Nel merito poi, secondo i giudici, la delibera nel disporre che “Tutti i medici che prescrivono a carico del Servizio sanitario regionale medicinali coperti da brevetto appartenenti alle classi farmacologiche indicate nella Tabella A, appresso riportata, che verrà aggiornata secondo le modalità indicate nella Determinazione Dirigenziale di cui al punto D del presente provvedimento, indicano volontariamente un codice di valorizzazione, attenendosi alle note AIFA e alle indicazioni autorizzate in scheda tecnica per assicurare l’appropriatezza nell’utilizzo delle risorse messe a disposizione dalla Regione”, viene ad introdurre disposizioni che limitano la scelta del medico di prescrivere la terapia migliore per il paziente, relegando importanti specialità medicinali già presenti in classe “A” del prontuario a mere scelte residuali”.
Quindi per il Tar, la Regione, oltre ad aver disciplinato su una materia non di sua competenza “ha imposto delle prescrizioni che hanno come effetto la limitazione (o, comunque, il condizionamento) della libertà del medico di scegliere il farmaco da prescrivere al proprio paziente”.

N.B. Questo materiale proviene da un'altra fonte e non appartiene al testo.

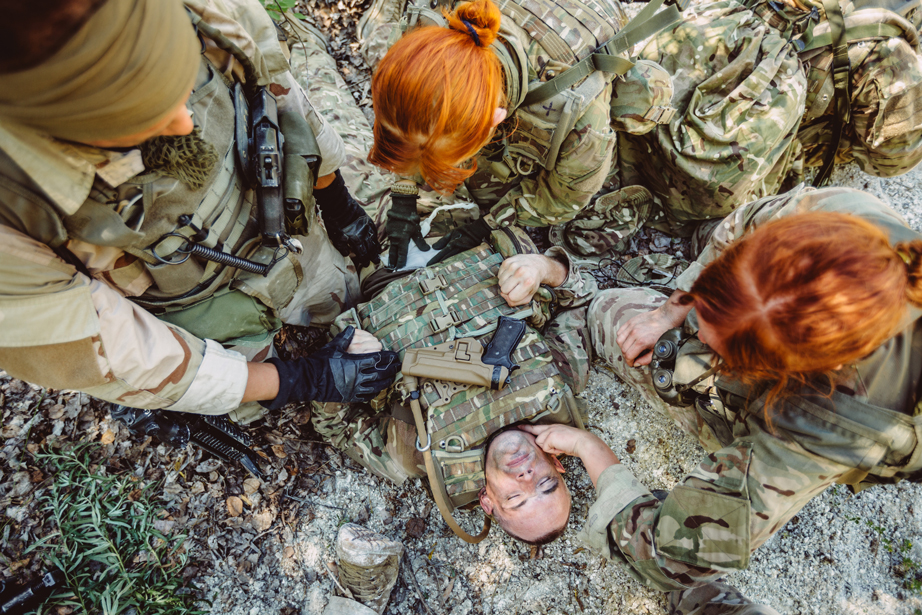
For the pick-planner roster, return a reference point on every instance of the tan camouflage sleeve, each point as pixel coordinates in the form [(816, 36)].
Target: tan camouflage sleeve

“In piena sintonia con le coordinate così tracciate – ricorda il Tar – si pone, del resto, la previsione di cui all’art. 15, comma 11-bis, del D.L. n. 95/2012, a tenore del quale “Il medico che curi un paziente, per la prima volta, per una patologia cronica, ovvero per un nuovo episodio di patologia non cronica, per il cui trattamento sono disponibili più medicinali equivalenti, è tenuto ad indicare nella ricetta del Servizio sanitario nazionale la sola denominazione del principio attivo contenuto nel farmaco”. La richiamata disposizione non può che implicare la vigenza del principio generale secondo il quale spetta al medico la scelta in ordine al principio attivo da somministrare al paziente”.
E in senso analogo, scrivono ancora i giudici laziali, deve essere letta anche la norma contenuta nell’art. 11, comma 12, del D. L. n. 1/2012, ai sensi della quale, ricorda il Tar, “Il medico, nel prescrivere un farmaco, è tenuto, sulla base della sua specifica competenza professionale, ad informare il paziente dell’eventuale presenza in commercio di medicinali aventi uguale composizione in principi attivi, nonché forma farmaceutica, via di somministrazione, modalità di rilascio e dosaggio unitario uguali”.